As far as I know, there are no more Friday night assignments... there are only "same day" blocks you get by fishing repeatedly or around a certain time of day (if you can figure it out) and "reserved" blocks that are specifically for you that show up a day or two ahead of time.

I will see same day blocks a few hours (and then 15-30 minutes) before the actual start times, recently I have been seeing blocks for the next morning the afternoon before, and very recently I have been seeing "reserved" blocks 1-2 days in advance throughout the week (although not very many.)

I think they stopped doing the Friday night assigned blocks because without people specifically acknowledging that they saw them, they were getting a lot of people forgetting they had a block and failing to show up.

g


----------



## Poolepit (May 17, 2016)

Today is the first day I noticed my grey dots for the upcoming week didn't disappear and noon today like that have for months now.


----------



## Ubercal (Jul 25, 2016)

It seems related to when I have the app on Fridays and Saturday, looking for blocks for me.


----------



## Movaldriver (Feb 20, 2017)

Poolepit said:


> Today is the first day I noticed my grey dots for the upcoming week didn't disappear and noon today like that have for months now.

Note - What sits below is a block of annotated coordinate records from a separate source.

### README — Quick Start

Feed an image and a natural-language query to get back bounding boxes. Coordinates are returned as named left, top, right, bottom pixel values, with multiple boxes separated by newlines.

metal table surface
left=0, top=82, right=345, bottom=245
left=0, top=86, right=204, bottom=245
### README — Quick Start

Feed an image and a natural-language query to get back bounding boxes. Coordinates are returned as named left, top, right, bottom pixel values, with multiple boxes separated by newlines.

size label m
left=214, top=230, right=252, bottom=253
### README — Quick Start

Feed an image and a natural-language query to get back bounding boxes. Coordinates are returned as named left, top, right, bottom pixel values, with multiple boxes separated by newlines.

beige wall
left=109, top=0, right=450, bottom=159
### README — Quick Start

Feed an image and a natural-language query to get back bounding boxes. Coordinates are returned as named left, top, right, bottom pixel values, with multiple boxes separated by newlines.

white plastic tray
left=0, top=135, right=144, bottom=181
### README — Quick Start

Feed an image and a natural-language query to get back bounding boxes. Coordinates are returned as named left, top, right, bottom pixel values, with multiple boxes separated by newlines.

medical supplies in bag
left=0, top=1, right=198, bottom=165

Mine quit a couple of weeks ago no idea why the change


----------



## gaj (Nov 11, 2014)

Probably because they are sending "reserved" blocks all during the week now, instead of automatically assigning blocks on Friday nights. 

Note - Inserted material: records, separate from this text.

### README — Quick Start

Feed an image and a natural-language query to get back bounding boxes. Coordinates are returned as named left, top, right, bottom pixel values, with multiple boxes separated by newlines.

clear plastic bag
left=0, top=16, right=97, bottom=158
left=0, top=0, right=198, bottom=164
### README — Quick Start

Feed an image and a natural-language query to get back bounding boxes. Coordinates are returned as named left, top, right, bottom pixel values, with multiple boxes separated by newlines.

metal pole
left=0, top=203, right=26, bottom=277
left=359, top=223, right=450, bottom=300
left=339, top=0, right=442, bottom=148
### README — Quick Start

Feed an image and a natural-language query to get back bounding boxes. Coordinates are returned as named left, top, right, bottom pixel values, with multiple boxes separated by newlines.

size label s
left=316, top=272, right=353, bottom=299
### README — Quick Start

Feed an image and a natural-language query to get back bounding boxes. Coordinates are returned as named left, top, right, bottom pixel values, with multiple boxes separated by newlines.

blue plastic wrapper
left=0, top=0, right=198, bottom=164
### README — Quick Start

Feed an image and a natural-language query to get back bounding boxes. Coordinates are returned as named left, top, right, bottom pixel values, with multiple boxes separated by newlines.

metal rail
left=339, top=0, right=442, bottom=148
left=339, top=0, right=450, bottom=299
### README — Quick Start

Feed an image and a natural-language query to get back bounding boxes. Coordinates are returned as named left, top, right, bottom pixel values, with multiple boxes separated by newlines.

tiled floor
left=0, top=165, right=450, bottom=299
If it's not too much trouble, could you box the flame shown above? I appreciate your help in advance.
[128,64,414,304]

Grey dot means = ability to work if a block gets dropped. No dot = no chance of working.

So that makes sense.

g


----------



## Marco55 (Dec 13, 2016)

gaj said:


> Probably because they are sending "reserved" blocks all during the week now, instead of automatically assigning blocks on Friday nights.
> 
> Grey dot means = ability to work if a block gets dropped. No dot = no chance of working.
> 
> ...


No Dots no Dough !


----------



## Poolepit (May 17, 2016)

You are still able to fish and pick up blocks if you don't have a dot at all obviously.


----------



## Uberduber420 (Jan 12, 2017)

Do you ever pick up prime now delivery slots ?


----------



## Poolepit (May 17, 2016)

Yes, they are sporadically dropped throughout the day for that day.

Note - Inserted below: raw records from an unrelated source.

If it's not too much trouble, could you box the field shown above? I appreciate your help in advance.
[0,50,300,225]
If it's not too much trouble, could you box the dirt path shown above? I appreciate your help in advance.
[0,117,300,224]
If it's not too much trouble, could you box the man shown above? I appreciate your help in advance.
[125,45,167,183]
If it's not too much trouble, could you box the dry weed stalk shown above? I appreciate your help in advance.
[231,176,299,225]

You have to fish for blocks daily. They aren't going to issue you a schedule.


----------



## UberPasco (Oct 18, 2015)

Just so you know, currently they are scheduling 'Reserved' for the majority of the blocks at our WH (PN). Fishing has all but dried up except for sporadic 1 hrs.


----------



## oicu812 (Aug 29, 2016)

Being one of the worst drivers around, I got a total of 12 reserved blocks last week and next week.


----------



## Poolepit (May 17, 2016)

UberPasco said:


> Just so you know, currently they are scheduling 'Reserved' for the majority of the blocks at our WH (PN). Fishing has all but dried up except for sporadic 1 hrs.





oicu812 said:


> Being one of the worst drivers around, I got 12 reserved blocks last week and next week.


Great

That said I did see blocks today and yesterday at the normal scheduled time window they are dropped daily. Don't doubt that will not be the case for long considering every change these phone app companies make screw the IC worse and worse. After I'm done with flex seriously doubt I'll download another one.



UberPasco said:


> Just so you know, currently they are scheduling 'Reserved' for the majority of the blocks at our WH (PN). Fishing has all but dried up except for sporadic 1 hrs.


Where do you deliver?


----------



## UberPasco (Oct 18, 2015)

Poolepit said:


> Great
> 
> That said I did see blocks today and yesterday at the normal scheduled time window they are dropped daily. Don't doubt that will not be the case for long considering every change these phone app companies make screw the IC worse and worse. After I'm done with flex seriously doubt I'll download another one.
> 
> Where do you deliver?


Tampa


----------